3. The Potential of Mesenchymal Stem Cells in the Treatment of Clinical Diseases

The use of MSCs in clinical diseases is a cutting-edge research area that promises to provide new strategies and approaches for the treatment of a variety of skin injuries and diseases, such as chronic refractory wounds and burn injuries. The main aspects of acute and chronic wound healing are at the anatomical level.
MSC-derived extracellular vesicles (EVs) aid in tissue regeneration by facilitating the regrowth of the epidermis, dermis, hair follicles, nerves, and blood vessels, while also mitigating abnormal pigmentation (Figure 3) [55]. The roles of MSCs in wound healing are shown in Table 1. Chronic refractory wounds mean that the wounds cannot achieve structural and functional integrity in time and eventually cause a chronic inflammatory state [56]. They usually require long-term care and treatment to promote healing and prevent complications. The difficulty in the treatment of chronic refractory wounds lies in the lack of effective stimulating and growth factors, as well as the lack of precise control and regulation of the wound tissue. Burn injuries involve damage to the skin tissues due to friction, cold, heat, radiation, chemical, or electric sources [57]. They usually cause severe complications such as edema, necrosis, and infections [57]. The difficulties in the treatment of burn injuries lie in the lack of effective protective barriers and repair mechanisms, as well as the lack of individualized therapeutic treatments for different types and degrees of burns. In this section, we focus on the potential of MSCs in the treatment of clinical diseases from two perspectives: the treatment of chronic refractory wounds and burn injuries.
To date, the treatments for chronic refractory wounds have included debridement, topical antibiotics, compression bandages, skin grafts, and cytokines [67,68,69,70]. However, all of these methods have certain limitations and side effects, for example, debridement can cause infection and bleeding [71], etc. Therefore, there is an urgent need to explore some new approaches. MSC therapy is a novel therapy with great potential to restart the normal healing response in old wounds by increasing the accumulation of MSCs in the wound.
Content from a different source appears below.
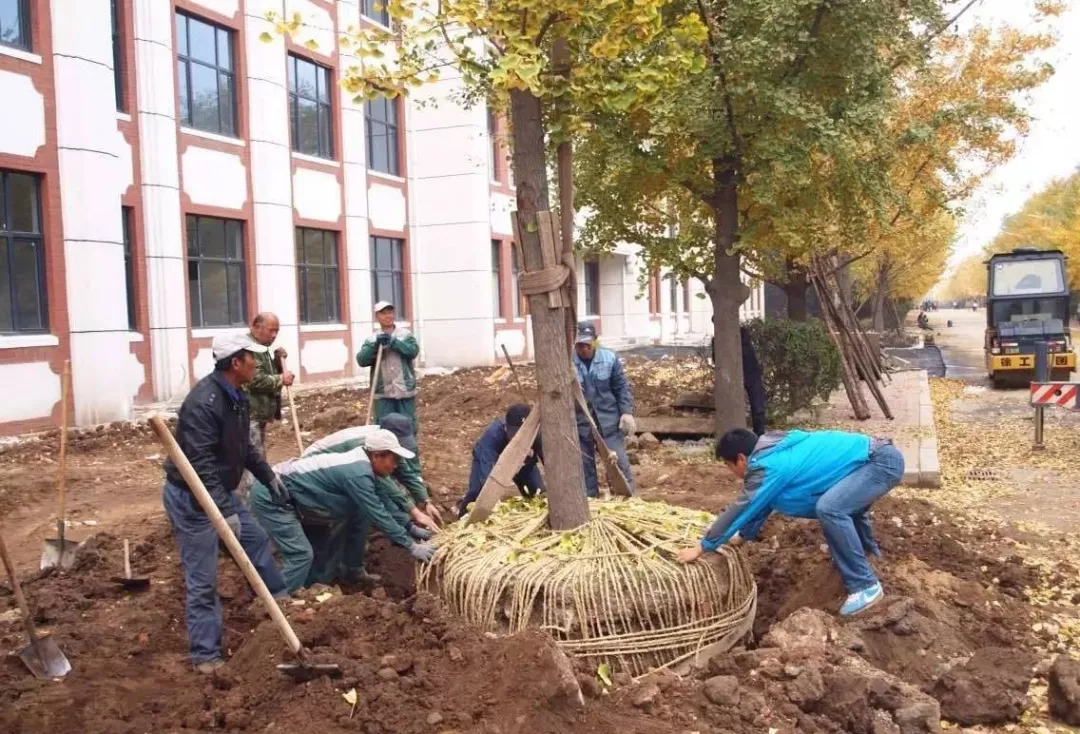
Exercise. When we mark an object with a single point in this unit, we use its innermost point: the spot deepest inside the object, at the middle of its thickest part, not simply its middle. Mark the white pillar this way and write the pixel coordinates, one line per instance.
(165, 256)
(105, 375)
The mechanisms of stem cell effects in chronic refractory wound healing include cell recruitment, cell differentiation, immunomodulation, antimicrobial effects, pro-angiogenic effects, and epidermal replantation [72,73]. Stem cells are used in chronic refractory wounds by directly injecting MSCs into the wound [74,75]. Direct injection can rapidly increase the number and distribution of MSCs, promoting wound healing and tissue regeneration [75]. Several clinical trials and studies have been conducted to investigate the efficacy and safety of MSCs in the treatment of chronic refractory wounds [55]. In short, MSCs have great potential and advantages in the treatment of chronic refractory wounds, and can be used in a variety of ways to achieve repair of and tissue regeneration in wounds. However, there are still some challenges and problems, such as the need for the further optimization and validation of stem cell sources, quality, quantity, preservation, transport, and safety. More high-quality clinical trials are needed in the future to assess the efficacy and safety of MSCs in different types and degrees of chronic refractory wounds and to explore the optimal use and dosage.
Besides their superiority in treatments for chronic refractory wounds, MSCs also have great potential in the treatment of burn injuries and can promote the healing of burn wounds in several ways. Firstly, MSCs can inhibit the excessive inflammatory response after a burn injury by reducing the infiltration of inflammatory cells and releasing inflammatory factors, thus reducing the severity of the burn injury and the risk of complications [76]. They can also trigger the polarization of macrophages from the pro-inflammatory M1 type to pro-healing M2 type, thereby promoting wound cleaning and repair [77]. In addition, MSCs can stimulate the formation of neovascularization by secreting growth factors such as VEGF and FGF, which increase blood perfusion and provide nutrients to burn wounds, thereby accelerating wound healing [78]. They can improve the structure and function of wounds by secreting matrix proteins such as collagen, elastin, and fibronectin, which promote the reconstruction of the dermis and enhance the strength and elasticity of the wound [79]. MSCs can also stimulate the proliferation and differentiation of epidermal cells and promote the regeneration of the epidermal layer through the secretion of growth factors such as transforming growth factor-β (TGF-β), epidermal growth factor (EGF), and keratinocyte growth factor (KGF), thereby restoring the barrier function of the skin [23]. Furthermore, MSCs can regulate the remodeling of the extracellular matrix (ECM) by secreting enzymes such as matrix metalloproteinases (MMPs) and tissue inhibitors of metalloproteinases (TIMPs), which balances matrix synthesis and degradation, thereby reducing scar formation after a burn [80]. They can also inhibit keloid formation by restraining the proliferation and secretion of fibroblasts, thus improving the restoration effects [81].
In summary, MSCs have multifaceted advantages in the treatment of burns and can influence the healing process of burn wounds at multiple levels, including inflammation, vascularity, and scarring, in the dermis and epidermis to improve the quality of life and survival rate of burn patients. Currently, several clinical studies and case reports have confirmed the efficacy and safety of MSCs in the treatment of burn injuries [82], but further exploration of the optimal source, dosage, delivery, timing, and mechanism of MSCs is still needed to provide a more optimal treatment plan for burn patients.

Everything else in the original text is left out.